Poll after poll after poll after poll indicate that a majority of Americans believe public health officials. They agree that prematurely rushing to reopen the country will cause unnecessary coronavirus sickness and death.
If you don’t want to believe the “fake news,” then look at Newsmax. This conservative-leaning publication that Trump has positively tweeted about dozens (hundreds?) of times echoes all of the other media.
Yet, state leaders apparently don’t care.
A day after Louisiana reported its highest spike of new cases in a month, the state began reopening businesses. That Governor doesn’t care.
A week after Idaho reopened businesses, the number of new cases doubled. Business remained open. That Governor doesn’t care.
A week after Texas reopened businesses, the state saw its highest surge in a single day. But the state is still planning the second phase of reopening. That Governor clearly doesn’t care.
The same day Missouri began reopening businesses, the state saw its highest spike of new cases. That Governor doesn’t care.
State leaders are not supposed to be clones.
Kudos to Mississippi for scaling back its plan to reopen businesses due to new spikes of infection. There’s hope for that Governor.
To be fair, some government leaders and public health officials in reopened states support their numbers. They claim that spikes of cases are inevitable with increased testing. But, why would they support reopening businesses unless there are 14 consecutive days of a downward slope? Isn’t that the supposed standard of the White House guidelines?
“…Americans should look at what has worked elsewhere. Industrialized nations in Europe and Asia have begun opening up their economies by relying on continued social distancing, widespread testing, and a network of contact tracing to identify and contain new outbreaks.
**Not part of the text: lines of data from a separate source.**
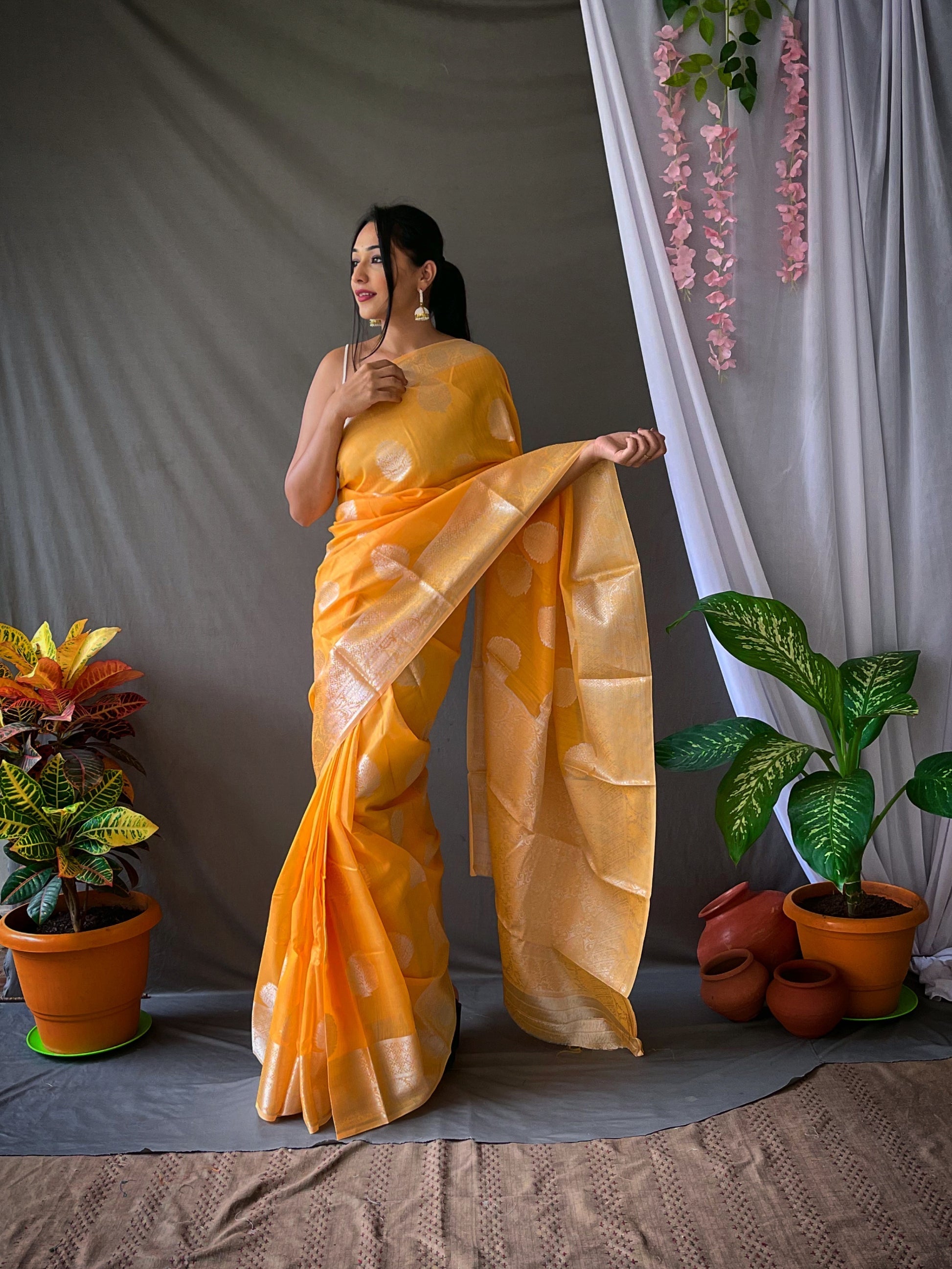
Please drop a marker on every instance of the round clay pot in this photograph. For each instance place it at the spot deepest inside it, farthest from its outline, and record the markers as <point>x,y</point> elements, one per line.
<point>84,989</point>
<point>734,985</point>
<point>872,954</point>
<point>808,998</point>
<point>753,919</point>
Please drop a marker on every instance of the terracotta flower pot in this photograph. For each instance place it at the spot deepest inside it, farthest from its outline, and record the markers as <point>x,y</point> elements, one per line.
<point>871,953</point>
<point>734,985</point>
<point>753,919</point>
<point>808,998</point>
<point>84,989</point>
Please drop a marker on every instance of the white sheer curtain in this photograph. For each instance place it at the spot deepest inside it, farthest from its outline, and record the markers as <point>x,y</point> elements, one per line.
<point>820,471</point>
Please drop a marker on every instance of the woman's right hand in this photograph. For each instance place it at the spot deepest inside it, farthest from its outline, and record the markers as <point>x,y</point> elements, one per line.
<point>374,383</point>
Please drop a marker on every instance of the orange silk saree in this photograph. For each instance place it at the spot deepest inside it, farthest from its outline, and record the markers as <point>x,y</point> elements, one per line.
<point>355,1011</point>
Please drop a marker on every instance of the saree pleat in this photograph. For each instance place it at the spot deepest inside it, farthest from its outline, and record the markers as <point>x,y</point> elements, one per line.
<point>355,1009</point>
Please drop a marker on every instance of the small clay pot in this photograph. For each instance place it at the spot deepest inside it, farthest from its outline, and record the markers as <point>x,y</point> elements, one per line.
<point>808,998</point>
<point>734,985</point>
<point>753,919</point>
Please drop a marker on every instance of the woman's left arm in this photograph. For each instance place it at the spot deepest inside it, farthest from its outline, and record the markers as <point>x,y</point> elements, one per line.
<point>625,448</point>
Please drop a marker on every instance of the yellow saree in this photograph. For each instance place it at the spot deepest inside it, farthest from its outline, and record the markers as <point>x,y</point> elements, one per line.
<point>355,1011</point>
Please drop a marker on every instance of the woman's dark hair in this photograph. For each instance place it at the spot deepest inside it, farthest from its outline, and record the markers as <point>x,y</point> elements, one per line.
<point>419,236</point>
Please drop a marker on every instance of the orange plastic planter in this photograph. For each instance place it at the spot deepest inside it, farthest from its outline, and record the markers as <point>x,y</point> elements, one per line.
<point>871,954</point>
<point>84,989</point>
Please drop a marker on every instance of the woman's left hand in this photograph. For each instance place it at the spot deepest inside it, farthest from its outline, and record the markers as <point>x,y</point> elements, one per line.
<point>629,448</point>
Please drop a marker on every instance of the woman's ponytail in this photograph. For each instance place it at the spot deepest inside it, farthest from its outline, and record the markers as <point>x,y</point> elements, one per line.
<point>417,234</point>
<point>449,301</point>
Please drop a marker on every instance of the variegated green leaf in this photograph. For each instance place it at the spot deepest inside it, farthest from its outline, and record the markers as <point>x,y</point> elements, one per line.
<point>17,649</point>
<point>749,791</point>
<point>831,817</point>
<point>13,823</point>
<point>22,793</point>
<point>118,828</point>
<point>93,866</point>
<point>42,905</point>
<point>56,786</point>
<point>876,687</point>
<point>931,787</point>
<point>61,819</point>
<point>697,749</point>
<point>770,636</point>
<point>106,795</point>
<point>36,844</point>
<point>24,884</point>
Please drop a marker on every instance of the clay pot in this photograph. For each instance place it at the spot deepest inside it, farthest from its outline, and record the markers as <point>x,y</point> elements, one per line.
<point>872,954</point>
<point>808,998</point>
<point>753,919</point>
<point>734,985</point>
<point>84,989</point>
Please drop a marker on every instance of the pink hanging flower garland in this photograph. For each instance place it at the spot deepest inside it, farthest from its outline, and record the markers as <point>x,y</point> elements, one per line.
<point>720,191</point>
<point>793,223</point>
<point>671,112</point>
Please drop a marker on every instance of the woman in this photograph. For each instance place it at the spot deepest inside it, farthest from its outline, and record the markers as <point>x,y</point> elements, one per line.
<point>415,433</point>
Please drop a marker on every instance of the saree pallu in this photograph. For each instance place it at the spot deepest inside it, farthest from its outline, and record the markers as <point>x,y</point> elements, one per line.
<point>355,1011</point>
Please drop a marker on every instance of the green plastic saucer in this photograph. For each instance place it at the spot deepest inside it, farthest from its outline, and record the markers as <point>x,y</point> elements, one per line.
<point>908,1000</point>
<point>37,1045</point>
South Korea built an innovative digital infrastructure to identify and track every new coronavirus case within its borders. Germany set the standard for preventative testing and an incremental, staged plan for reopening.”– Haley Sweetland Edwards for TIME
I don’t know what’s going to happen in Massachusetts. But I also know that my state is part of a northeast coalition and I think that we should follow the lead of New Jersey and New York and not reopen just because New Hampshire, which is not part of the coalition, is doing it.
I believe the polls. I believe the health officials. I believe the data. I believe that America should do what other countries are doing. And, regardless what Governor Baker says during today’s press conference about reopening business, I’ll continue to stay home, take walks and road trips, order delivery and curbside pickup and maybe occasional in-store shopping, but I’m not going to visit a business just because it’s suddenly open.
Will I go to the movies despite 25% capacity? No. I have Netflix.
Will I go to a shopping mall because my favorite store is open? No. I can visit their website and order the item for delivery or maybe they’ll even offer curbside pickup as many retailers already do.
Will I get a haircut despite a reopened salon? No. I have clippers.
Will I wear a mask to a (presumably crowded) beach on a sunny day? Heck no. I’ll find a grassy patch that nobody else knows about, or I’ll lie out on my balcony next to my Nalgene bottle of water and dream about coming together during calmer times.